Walking Safely Tips For Your Best Life
We enjoy getting outside for a walk and have shared our ideas on the benefits of walking safely many times here on our Facebook page and our website.
Walking is a wonderful way to move well, enjoy nature and feel good. If you are ready and excited at the prospect of starting your walking program to get fit this post is for you.
Today we would like to share some ideas for you to get walking safely for your best life.
8 Tips for Walking Safely
• Check with your doctor
When you decide it is time for you to get fit the first thing to do before starting, check in with your doctor to make sure you are well enough to walk. Those with a chronic health problem, such as high blood pressure, heart disease, or type 2 diabetes may get special instructions from the doctor about things to watch out for.
• Don’t fall for the myth of ‘no pain, no gain’.

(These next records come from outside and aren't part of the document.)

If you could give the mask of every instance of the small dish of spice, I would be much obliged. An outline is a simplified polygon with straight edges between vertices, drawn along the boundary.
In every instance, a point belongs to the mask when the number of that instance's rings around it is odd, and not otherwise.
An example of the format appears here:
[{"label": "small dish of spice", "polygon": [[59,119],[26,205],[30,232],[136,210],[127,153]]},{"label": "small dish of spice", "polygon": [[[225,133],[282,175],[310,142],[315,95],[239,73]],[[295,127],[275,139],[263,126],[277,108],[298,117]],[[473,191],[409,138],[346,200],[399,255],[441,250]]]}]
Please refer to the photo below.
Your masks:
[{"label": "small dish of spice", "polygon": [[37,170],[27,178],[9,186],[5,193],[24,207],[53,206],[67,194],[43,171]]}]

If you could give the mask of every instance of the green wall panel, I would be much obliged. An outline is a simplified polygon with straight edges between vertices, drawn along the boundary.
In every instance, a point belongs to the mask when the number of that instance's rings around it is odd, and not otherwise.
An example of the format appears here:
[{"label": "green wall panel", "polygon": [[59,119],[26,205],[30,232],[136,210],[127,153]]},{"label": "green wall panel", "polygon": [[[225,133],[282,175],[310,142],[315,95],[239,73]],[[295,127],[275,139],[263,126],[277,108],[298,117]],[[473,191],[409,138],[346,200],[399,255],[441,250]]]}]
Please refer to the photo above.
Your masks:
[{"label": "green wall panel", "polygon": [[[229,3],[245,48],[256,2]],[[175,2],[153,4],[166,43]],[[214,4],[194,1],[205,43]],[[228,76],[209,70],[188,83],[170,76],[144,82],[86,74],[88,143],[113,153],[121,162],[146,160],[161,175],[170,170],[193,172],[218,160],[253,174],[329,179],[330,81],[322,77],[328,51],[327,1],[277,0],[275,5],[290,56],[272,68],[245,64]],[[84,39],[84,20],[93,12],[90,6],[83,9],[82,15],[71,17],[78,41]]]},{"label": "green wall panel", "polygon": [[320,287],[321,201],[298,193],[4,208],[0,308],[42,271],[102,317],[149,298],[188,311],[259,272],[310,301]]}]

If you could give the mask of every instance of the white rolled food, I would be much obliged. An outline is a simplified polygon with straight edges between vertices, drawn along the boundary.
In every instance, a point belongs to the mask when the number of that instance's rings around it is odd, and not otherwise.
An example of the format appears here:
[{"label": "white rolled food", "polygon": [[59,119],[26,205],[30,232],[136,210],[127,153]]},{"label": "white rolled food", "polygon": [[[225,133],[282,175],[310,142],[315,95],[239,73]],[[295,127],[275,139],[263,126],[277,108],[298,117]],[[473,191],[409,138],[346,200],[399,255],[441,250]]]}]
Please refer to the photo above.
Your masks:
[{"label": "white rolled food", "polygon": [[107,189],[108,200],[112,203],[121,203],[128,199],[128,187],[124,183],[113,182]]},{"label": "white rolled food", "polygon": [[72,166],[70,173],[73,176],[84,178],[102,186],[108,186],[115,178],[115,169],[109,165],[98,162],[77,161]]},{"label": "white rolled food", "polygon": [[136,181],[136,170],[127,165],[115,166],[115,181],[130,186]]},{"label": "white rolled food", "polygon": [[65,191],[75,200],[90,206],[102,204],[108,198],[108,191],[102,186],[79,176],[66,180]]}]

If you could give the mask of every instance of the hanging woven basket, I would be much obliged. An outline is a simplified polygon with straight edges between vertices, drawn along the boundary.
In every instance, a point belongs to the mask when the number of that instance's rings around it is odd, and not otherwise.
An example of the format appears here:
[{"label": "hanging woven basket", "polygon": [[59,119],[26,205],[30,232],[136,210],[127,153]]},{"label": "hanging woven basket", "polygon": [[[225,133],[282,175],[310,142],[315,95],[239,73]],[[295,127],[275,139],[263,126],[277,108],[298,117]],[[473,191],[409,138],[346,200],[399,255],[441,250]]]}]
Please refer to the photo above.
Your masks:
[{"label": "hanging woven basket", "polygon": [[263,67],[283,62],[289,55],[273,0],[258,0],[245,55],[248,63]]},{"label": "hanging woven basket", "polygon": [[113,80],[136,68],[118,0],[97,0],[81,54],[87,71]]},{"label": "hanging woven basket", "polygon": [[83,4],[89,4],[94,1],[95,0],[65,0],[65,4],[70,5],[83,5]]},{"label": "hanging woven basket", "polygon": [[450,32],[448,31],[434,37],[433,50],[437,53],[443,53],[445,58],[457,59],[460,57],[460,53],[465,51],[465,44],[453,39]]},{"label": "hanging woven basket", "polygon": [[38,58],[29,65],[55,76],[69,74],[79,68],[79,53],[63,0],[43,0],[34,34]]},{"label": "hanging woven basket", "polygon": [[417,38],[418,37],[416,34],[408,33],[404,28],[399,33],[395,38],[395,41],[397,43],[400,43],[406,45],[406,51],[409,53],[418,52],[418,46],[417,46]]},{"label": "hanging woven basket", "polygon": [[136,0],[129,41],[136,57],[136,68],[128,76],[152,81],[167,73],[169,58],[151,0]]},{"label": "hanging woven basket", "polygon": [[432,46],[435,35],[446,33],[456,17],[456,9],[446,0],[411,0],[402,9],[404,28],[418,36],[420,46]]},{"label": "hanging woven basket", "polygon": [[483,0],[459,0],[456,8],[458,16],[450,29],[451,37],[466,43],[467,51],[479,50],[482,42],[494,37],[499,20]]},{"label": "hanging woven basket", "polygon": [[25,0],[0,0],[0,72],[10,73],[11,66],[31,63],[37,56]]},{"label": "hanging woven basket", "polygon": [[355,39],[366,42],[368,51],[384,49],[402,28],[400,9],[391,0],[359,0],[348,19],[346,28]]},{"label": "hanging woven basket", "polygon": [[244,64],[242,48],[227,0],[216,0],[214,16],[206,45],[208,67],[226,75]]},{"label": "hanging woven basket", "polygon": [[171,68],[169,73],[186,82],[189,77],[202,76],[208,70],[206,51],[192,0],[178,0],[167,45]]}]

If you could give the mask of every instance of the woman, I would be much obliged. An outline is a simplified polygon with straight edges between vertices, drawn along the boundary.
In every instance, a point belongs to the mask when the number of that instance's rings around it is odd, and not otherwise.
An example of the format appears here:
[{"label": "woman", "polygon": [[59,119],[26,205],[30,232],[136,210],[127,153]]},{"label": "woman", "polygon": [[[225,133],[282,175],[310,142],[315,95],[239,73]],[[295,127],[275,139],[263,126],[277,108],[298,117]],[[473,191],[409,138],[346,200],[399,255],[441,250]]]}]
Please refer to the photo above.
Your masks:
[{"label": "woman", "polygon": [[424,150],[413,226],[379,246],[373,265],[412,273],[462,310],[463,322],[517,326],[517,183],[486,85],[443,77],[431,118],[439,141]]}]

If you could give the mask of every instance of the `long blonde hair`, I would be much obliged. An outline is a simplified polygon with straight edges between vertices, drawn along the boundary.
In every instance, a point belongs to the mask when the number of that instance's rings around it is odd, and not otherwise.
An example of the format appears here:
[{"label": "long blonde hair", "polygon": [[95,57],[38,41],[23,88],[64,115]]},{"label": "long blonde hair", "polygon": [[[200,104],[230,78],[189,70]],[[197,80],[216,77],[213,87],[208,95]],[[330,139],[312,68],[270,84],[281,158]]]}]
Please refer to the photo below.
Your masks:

Walking is one of the fun ways to exercise and pain is a sign something is wrong. Listen to your body. And if you experience chest pain, dizziness, palpitations, or shortness of breath with walking or any exercise, see your doctor.
• Start slowly
When you begin your walking program don’t try to get up to the suggested goal of 10,000 steps per day overnight. See how many steps you are doing already in the course of your regular daily practice, and gradually add a few hundred more steps per day until you reach your desired goal.
• Buy proper-fitting walking shoes
Walking shoes should fit well and offer good support for the feet and cushioning for your joints as you stride along. I have a couple of pairs of shoes and wear a different pair each time I go for a walk.
• Don’t forget to warm up and cool down
Start each get-fit walking session with some gentle stretching. Then start to walk, and gradually pick up speed. At the end of your walk, slow down to cool down and finish off with some gentle stretching.
• Observe good walking form
To avoid injury with your walking program, you must walk with your chin up, shoulders slightly back, and toes pointed forward. Your heel should strike the ground first, and your weight should then roll forward onto the ball of your foot. Bend your elbows at a 90-degree angle and swing or pump your arms at your sides as you walk. Do not to clench your fists.
• Check your speed with the talk test
If you can carry on a full conversation normally, you are walking too slowly. If you are so out of breath you can barely speak, you are walking too fast. Find the balance between the two to help you get fit with your walking program.
• Stick to a schedule
Pencil in your dedicated walking sessions on your calendar and treat them as seriously as you would any other important appointment in your day.
Follow our top safety tips to get fit. You will see great results from your new walking program.